Ajoutons que les histoires de famille ne sont pas simples, ce qui commence
quand même à dessiner pas mal de complications dans sa vie. Et revenons à cette
éraflure.
Car elle n’est pas aussi
anodine qu’il y paraît : elle est la conséquence d’un viol commis avec une
grande brutalité par un inconnu masqué qui s’est introduit chez elle. Le
quartier est moins sûr que ne le laisse paraître la prévenance d’un voisin prêt
à rendre tous les services et par qui Michèle est attirée. Le jour où elle
comprend que le gentil voisin et le méchant violeur ne font qu’un est
évidemment assez perturbant. Mais Michèle, qui n’en est pas à une contradiction
près, parvient à faire le lien entre les deux aspects de l’homme et à
poursuivre avec lui une relation basée sur la violence. Elle se dira plus tard,
après qu’un drame supplémentaire aura conclu leur histoire : « Avec le recul, je ne comprends pas
très bien comment j'ai pu accepter de jouer à cet abominable jeu – à moins que
le sexe n'explique tout mais je n'en suis pas vraiment sûre.
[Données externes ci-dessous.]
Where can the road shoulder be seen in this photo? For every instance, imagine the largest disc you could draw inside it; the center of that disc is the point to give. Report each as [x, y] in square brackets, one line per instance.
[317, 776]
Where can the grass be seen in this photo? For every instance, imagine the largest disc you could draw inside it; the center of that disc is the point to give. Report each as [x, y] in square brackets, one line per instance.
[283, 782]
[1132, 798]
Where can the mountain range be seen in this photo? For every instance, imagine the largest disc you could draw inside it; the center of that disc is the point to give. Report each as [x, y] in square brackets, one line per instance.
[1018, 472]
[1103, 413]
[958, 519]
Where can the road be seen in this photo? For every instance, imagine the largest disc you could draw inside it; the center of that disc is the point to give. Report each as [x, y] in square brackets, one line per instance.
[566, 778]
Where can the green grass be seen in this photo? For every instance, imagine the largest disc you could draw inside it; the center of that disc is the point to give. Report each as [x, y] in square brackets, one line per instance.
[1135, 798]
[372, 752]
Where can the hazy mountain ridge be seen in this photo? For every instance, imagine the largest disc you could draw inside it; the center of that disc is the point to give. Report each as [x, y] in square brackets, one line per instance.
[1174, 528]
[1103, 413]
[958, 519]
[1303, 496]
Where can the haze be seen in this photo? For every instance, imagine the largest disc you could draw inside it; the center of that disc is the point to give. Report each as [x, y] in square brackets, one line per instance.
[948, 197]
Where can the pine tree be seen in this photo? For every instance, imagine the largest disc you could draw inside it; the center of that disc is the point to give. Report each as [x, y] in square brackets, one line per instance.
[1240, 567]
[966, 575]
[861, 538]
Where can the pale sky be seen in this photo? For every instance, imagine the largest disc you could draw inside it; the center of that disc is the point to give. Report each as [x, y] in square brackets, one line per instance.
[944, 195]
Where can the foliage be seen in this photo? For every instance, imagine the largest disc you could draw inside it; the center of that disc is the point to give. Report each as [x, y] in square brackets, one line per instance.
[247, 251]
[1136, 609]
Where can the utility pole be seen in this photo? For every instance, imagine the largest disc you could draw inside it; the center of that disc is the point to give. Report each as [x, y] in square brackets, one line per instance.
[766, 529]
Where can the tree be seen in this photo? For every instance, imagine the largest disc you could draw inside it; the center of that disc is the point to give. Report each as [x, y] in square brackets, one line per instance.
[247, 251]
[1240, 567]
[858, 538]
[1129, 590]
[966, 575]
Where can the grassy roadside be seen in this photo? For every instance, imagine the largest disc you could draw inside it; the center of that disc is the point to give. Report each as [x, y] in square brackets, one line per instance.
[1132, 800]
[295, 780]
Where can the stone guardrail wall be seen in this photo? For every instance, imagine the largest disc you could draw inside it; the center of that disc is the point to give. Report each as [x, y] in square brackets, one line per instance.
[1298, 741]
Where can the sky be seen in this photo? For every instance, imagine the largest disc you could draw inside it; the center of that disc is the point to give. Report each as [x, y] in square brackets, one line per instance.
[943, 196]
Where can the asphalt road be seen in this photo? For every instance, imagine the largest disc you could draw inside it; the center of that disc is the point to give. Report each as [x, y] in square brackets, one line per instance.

Au fond, je ne
pensais pas être une personne si étrange, si compliquée, à la fois si forte et si
faible. »
Une bombe, disions-nous.
Il ne suffit pas que Philippe Djian ait pour la première fois choisi une femme
comme narratrice, il a fallu qu’il la rende amoureuse de son violeur ! A
moins qu’elle se soit placée, comme la réflexion que nous venons de citer le
laisse entendre, dans une situation de dépendance engendrée par ses problèmes
personnels et son désarroi affectif. Toujours est-il que l’écrivain n’a pas
choisi un point de vue confortable et consensuel. Sans pour autant, faut-il le
dire, tomber dans une caricature qui banaliserait le viol. On en est si loin
que Martine est, malgré tout ce qui semble prouver le contraire, profondément
traumatisée par ce qui lui est arrivé. Et davantage encore par la suite.
Mais Philippe Djian, même s’il peut se lire d’un
point de vue idéologique (le lecteur a tous les droits), ne passe pas ses
romans à construire des thèses, antithèses et conclusions. Il aime surtout
faire des nœuds dans le cœur de ses personnages, quitte à les trancher ensuite
grâce à l’efficacité d’une langue râpeuse, parfois hardie dans sa crudité,
toujours en prise.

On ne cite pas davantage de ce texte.